*Por Felipe Rebouças
Pernambucana, filha de pais separados e crescida entre a Olinda do manguebeat e a região da Zona da Mata, em Palmares, terra do poeta Ascenso Ferreira, a cantora afrofuturista Doralyce respira contracultura na veia. “Me expresso através da música para emancipar corpos negros e destruir o patriarcado”, dispara. Ela conta que aos 18 anos “descobriu seu cabelo como é” e aceitou a “coroa natural” que nasce da sua cabeça. “Somente com essa idade percebi o que é ser preta dentro da classe média”, afirma, ao revelar que até então utilizava chapinha por influência da mãe, bastante religiosa.
“A igreja não aceita cabelo grande, solto, e é uma afronta para a religião cristã-ocidental”, pontua a artista. Em ‘Miss Beleza Universal’, primeiro sucesso que alavancou sua carreira, lançado no final de 2017, Doralyce canta: “Foda-se o padrão!”. “A história de Jesus é um exemplo de eugenia cultural. Afinal de contas Jesus Cristo é palestino e a imagem vendida é de um homem branco, de olho azul”, comenta a artista.
Para travar essa “batalha contra o poder hegemônico”, a cantora recorre à arte. “É meu instrumento de emancipação do corpo das mulheres pretas, indígenas, latinas, trans, fora do padrão, mães. E tudo que esteja à margem do capital”, explica. Seu desejo de mudar as coisas sempre foi motor de criação. Compositora desde os sete anos de idade, Doralyce diz que a música permite o estalo, o (re)start. O mesmo que sentiu ao aceitar seu cabelo.
Para justificar o tom efusivo e autêntico de seu discurso, a cantora argumenta que “é difícil adotar uma postura doce e afetuosa quando a sociedade oprime e violenta sua existência”. “Quero, com o meu trabalho, transformar dor e luto em afeto e luta”, diz. Em primeira mão ao site Heloisa Tolipan, Doralyce revela que vai lançar, ainda este ano, um disco e um livro batizados Dassalu.

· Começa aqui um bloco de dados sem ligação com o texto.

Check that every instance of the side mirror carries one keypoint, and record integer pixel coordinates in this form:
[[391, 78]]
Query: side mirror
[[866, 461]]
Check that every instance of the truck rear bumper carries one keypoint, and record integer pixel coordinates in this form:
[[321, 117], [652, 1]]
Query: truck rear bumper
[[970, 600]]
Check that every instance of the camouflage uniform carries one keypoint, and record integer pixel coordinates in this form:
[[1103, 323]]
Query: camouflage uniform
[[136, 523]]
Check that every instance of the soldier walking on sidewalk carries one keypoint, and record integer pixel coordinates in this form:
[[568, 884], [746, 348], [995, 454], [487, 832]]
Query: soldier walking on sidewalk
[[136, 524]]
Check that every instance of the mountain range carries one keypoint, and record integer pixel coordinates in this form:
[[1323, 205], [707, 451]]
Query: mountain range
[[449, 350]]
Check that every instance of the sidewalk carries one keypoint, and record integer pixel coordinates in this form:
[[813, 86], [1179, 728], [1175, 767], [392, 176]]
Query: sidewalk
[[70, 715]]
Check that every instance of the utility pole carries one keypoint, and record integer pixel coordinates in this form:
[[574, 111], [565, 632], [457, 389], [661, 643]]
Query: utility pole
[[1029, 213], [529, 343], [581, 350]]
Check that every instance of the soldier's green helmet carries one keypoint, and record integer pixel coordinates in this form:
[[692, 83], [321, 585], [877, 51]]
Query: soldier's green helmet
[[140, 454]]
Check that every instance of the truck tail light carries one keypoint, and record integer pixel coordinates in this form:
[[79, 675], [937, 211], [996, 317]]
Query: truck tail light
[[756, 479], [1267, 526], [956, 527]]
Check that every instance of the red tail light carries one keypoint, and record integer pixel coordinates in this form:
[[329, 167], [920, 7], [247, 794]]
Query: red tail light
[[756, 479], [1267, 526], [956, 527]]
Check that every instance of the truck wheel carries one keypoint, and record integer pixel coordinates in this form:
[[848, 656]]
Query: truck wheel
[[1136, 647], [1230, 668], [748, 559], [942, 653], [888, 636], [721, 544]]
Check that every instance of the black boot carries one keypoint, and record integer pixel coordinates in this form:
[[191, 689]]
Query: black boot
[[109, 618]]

O projeto consiste em produzir um manual de sobrevivência para pessoas em condição de vulnerabilidade, além de trazer tecnologias de um “pensamento descolonizado”, com abordagens que “superam o que foi construído no imaginário coletivo, através da televisão, das revistas, da mídia”. “Eu vejo um trabalho intelectual e artístico a caminho”, afirma.
Para ela, hoje se vive uma guerra de narrativas, um vai ou racha. “Estamos sendo soterradas, sufocas, asfixiadas. Estamos travando uma guerra de independência ou morte a cada declaração, a cada apresentação”, declara. Segundo a cantora, a arte é um lugar estratégico desta disputa pois “é o único espaço que confere protagonismo aos pretos” e que agora é o momento de decidir “em qual lado lutar”.
“Disseram que o lugar da mulher era na cozinha, nos espaços subalternos. O que tenho para dizer é que nossa carne não é mais a carne mais barata do mercado. Nosso lugar é onde a gente quiser. A gente precisa cantar junto, sonhar junto, caminhar junto. Eleger mais pessoas pretas, indígenas. A diversidade é o que nos identifica como população brasileira. Precisamos estar nesses espaços de poder para pautar nossa vida, nossa luta. Preciso de mais gente no legislativo, no judiciário, nas universidades. Precisamos nos conectar aos artistas que estão na rede de mãos dadas com essas demandas”, afirma Doralyce.
Lançamento de single
No último dia 20, a cantora ainda lançou o single ‘Festa Boa’. Com uma pegada humorada e doses de discernimento social, a letra traz uma campanha contra o assédio ao mesmo tempo que sugere a alternância de poder e um lugar de destaque para as figuras femininas – como abordado com a cantora nesta matéria. Para Doralyce, “’Festa Boa’ é para mexer o corpo e a mente juntos e só acontece no lugar onde a diversidade se sente acolhida e representada”.
Produzido pelo DJ baiano Felipe Pomar e composto pela cantora, o single traz a sonoridade pop do brega-funk, com a cara do Nordeste brasileiro. No elenco do clipe, dirigido por Henrique Alqualo, estão nomes como as cantoras Majur, Bia Ferreira, Janamô, Késia Estácio e os influenciadores Gab Hebling e Rodrigo França. “Uma galera que convive e luta junto comigo”, diz a artista.